A week ago, petitions calling for a recall of all Paris Town Board members were submitted to the Paris town clerk.
The clerk will have 31 days to decided if the petitions were sufficient to schedule an election, based on the requirements of state statutes.
The recall is being spearheaded by a group of residents who oppose the town’s intergovernmental agreement with Somers that would see some 2,500 acres of Paris land along I-94 transferred to Somers in exchange for a secure boundary for the town. Paris and Somers in the IGA agree to share revenue from development in the 2,500 acres. Paris also agrees to pay Somers $1.25 million and fund two revolving loan funds designed to spur development. Those in the transfer area object to being moved into Somers against their will and because they fear it will hurt their property value if by being in Somers, city of Kenosha water and sewer service is not available for development, as it would be if the property were annexed from Paris into Kenosha.

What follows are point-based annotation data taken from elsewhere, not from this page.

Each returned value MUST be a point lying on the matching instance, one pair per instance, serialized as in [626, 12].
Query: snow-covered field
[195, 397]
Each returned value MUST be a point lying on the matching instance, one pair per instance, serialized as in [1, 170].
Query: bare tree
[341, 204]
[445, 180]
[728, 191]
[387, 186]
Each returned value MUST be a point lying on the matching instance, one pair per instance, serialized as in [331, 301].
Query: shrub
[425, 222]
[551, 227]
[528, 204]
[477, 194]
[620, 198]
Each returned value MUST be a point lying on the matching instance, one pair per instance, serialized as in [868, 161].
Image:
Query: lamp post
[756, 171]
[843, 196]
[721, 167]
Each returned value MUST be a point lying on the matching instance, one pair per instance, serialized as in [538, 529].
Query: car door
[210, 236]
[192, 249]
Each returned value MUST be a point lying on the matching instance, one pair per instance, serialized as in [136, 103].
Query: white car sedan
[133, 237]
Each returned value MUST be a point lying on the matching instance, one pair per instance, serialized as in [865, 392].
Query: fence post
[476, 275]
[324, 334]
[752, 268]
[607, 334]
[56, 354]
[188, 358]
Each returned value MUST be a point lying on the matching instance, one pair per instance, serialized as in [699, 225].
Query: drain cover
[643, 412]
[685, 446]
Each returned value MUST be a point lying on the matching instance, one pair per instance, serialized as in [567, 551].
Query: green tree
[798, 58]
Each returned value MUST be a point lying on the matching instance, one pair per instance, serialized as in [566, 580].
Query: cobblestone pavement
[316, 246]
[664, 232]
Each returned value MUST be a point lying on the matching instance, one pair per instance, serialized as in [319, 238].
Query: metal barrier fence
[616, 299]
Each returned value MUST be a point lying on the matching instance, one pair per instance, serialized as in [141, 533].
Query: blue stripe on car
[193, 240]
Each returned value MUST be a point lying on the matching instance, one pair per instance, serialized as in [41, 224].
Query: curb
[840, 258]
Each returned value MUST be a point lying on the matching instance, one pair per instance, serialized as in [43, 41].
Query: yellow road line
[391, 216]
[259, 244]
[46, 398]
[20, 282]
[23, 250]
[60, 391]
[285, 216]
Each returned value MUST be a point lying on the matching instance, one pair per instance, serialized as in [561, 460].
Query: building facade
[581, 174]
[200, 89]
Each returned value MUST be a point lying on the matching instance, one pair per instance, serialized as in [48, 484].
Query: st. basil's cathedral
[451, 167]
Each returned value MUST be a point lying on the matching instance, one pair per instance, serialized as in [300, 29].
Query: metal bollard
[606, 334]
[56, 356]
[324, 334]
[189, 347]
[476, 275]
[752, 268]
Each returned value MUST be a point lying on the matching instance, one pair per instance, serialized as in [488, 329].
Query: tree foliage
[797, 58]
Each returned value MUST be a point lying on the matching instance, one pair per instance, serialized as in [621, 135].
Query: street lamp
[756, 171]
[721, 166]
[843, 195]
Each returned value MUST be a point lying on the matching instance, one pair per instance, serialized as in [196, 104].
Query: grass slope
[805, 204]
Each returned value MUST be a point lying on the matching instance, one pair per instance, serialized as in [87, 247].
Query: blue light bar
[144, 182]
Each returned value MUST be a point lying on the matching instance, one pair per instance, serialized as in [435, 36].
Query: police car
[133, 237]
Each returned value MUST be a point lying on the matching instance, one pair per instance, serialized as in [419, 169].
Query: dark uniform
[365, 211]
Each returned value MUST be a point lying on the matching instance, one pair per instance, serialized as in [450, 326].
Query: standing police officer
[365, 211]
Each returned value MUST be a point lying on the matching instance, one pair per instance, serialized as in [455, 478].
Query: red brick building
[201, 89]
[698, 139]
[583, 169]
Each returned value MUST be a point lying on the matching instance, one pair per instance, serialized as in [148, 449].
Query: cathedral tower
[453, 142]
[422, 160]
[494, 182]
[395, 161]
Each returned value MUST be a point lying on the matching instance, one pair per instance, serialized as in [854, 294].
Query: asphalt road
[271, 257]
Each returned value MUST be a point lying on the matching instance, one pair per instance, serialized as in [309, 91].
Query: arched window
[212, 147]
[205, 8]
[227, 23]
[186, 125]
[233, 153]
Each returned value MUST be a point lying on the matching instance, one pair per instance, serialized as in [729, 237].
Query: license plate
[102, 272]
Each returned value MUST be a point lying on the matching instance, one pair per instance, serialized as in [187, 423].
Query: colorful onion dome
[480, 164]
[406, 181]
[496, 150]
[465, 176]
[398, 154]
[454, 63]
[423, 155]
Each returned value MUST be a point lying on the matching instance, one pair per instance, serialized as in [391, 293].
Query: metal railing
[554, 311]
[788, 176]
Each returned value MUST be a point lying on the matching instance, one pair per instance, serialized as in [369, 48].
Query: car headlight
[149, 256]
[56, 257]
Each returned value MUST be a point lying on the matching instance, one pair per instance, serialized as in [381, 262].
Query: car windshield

The agreement was approved by both the Somers and Paris boards, but litigation has halted its implementation. However, Somers has recently sent out a communication to the Paris residents in the transfer area — headlined “Welcome new Somers residents” — as if the agreement moved forward.

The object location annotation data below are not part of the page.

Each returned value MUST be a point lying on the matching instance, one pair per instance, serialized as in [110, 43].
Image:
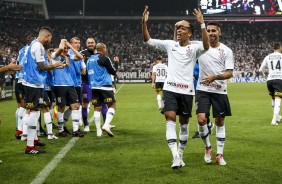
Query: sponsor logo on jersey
[213, 85]
[189, 52]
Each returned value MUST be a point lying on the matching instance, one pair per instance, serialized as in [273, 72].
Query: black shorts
[275, 87]
[159, 86]
[65, 95]
[79, 93]
[19, 92]
[51, 95]
[179, 103]
[34, 97]
[219, 102]
[100, 97]
[47, 102]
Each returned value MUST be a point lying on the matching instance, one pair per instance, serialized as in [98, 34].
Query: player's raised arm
[145, 17]
[201, 21]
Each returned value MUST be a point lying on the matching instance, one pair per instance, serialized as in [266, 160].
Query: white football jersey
[181, 62]
[274, 64]
[161, 72]
[215, 62]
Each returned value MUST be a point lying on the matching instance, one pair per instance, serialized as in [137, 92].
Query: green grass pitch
[139, 153]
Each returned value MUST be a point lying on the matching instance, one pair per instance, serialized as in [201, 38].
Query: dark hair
[192, 27]
[213, 24]
[46, 28]
[276, 46]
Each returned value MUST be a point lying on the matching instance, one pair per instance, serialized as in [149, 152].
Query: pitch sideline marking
[40, 178]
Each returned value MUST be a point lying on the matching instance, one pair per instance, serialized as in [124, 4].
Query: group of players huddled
[60, 77]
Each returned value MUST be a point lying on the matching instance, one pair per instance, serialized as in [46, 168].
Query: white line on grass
[40, 178]
[90, 120]
[119, 88]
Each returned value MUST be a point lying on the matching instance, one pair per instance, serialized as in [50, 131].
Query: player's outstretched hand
[145, 16]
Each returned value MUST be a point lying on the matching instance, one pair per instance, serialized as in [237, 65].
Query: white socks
[171, 137]
[109, 115]
[204, 133]
[48, 122]
[183, 137]
[276, 109]
[75, 115]
[97, 119]
[31, 130]
[220, 138]
[159, 100]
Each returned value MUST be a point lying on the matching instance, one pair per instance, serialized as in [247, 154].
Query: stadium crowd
[249, 41]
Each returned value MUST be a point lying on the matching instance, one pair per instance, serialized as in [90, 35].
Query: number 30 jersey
[274, 64]
[161, 72]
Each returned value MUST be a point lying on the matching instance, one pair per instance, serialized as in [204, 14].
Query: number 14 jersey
[274, 64]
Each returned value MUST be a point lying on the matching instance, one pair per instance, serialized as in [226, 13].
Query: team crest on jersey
[40, 100]
[59, 99]
[189, 52]
[222, 56]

If the election goes forward, the current board members will automatically be on the ballot. Other people interested in being on the ballot can go through a nomination process.
Here are some views on the recall by three of the people who organized the petition gathering — and are likely going to be candidates in any recall election — and one of the Town Board members.
Here are comments included in a press release about the recall from each of the three likely candidates:
Paul Terry: “The response to the petition that we have received on the doorsteps has been phenomenal. At first we thought that only those living within the land being annexed into Village of Somers would want to sign, but hundreds more have been in touch with us because they feel ignored and don’t want their taxpayer money handed over to Village of Somers, either.”
Bob Fliess: “What the town should have done is explain their proposal before it was agreed, and to allow residents to have a vote on it. When the Paris Town Board arrogantly threw out the referendum petition it was a real shock to everyone. Now they are even writing letters to everyone at our expense to try and re-write history and pretend they didn’t act like a bunch of authoritarians over a done deal.”
Joe Kolnik: “Paul, Bob, and I have agreed that we will stand against the three Board Members on a platform of throwing out the agreement and making the Town Board more accountable. Paris isn’t a kingdom for three kings – it’s a community for three elected Paris Board Members who will listen to the people. This isn’t just about stopping the tax rise that everyone in Paris will get, it’s about less arrogance and more democracy and transparency. Why weren’t the people of Paris asked before the town board signed the agreement, and why did the board fail to act on so many requests for information for months? Their time ruling, rather than running, Paris is up.”
All three Town Board members — Chairman Virgil Gentz, Supervisor Ken Monson and Supervisor Ron Kammerzelt were contacted by westofthei.com via the telephone number listed under their contact info on the town website. Messages were left asking for comment at all three numbers. Responses received are printed below:
Ron Kammerzelt: “The whole thing is I think a lot of people don’t understand yet what we’re trying to do … The city of Kenosha is interested in growing in Paris mostly for industrial and some commercial, but not residential … The board is trying to do the best thing they can for people in the I-94 corridor and for Paris as a whole so we can plan.” Regarding transparency, Kammerzelt said the board properly noticed any full board meeting, and did more than required by holding office hours about the agreement before the public hearing and meeting where the IGA was approved.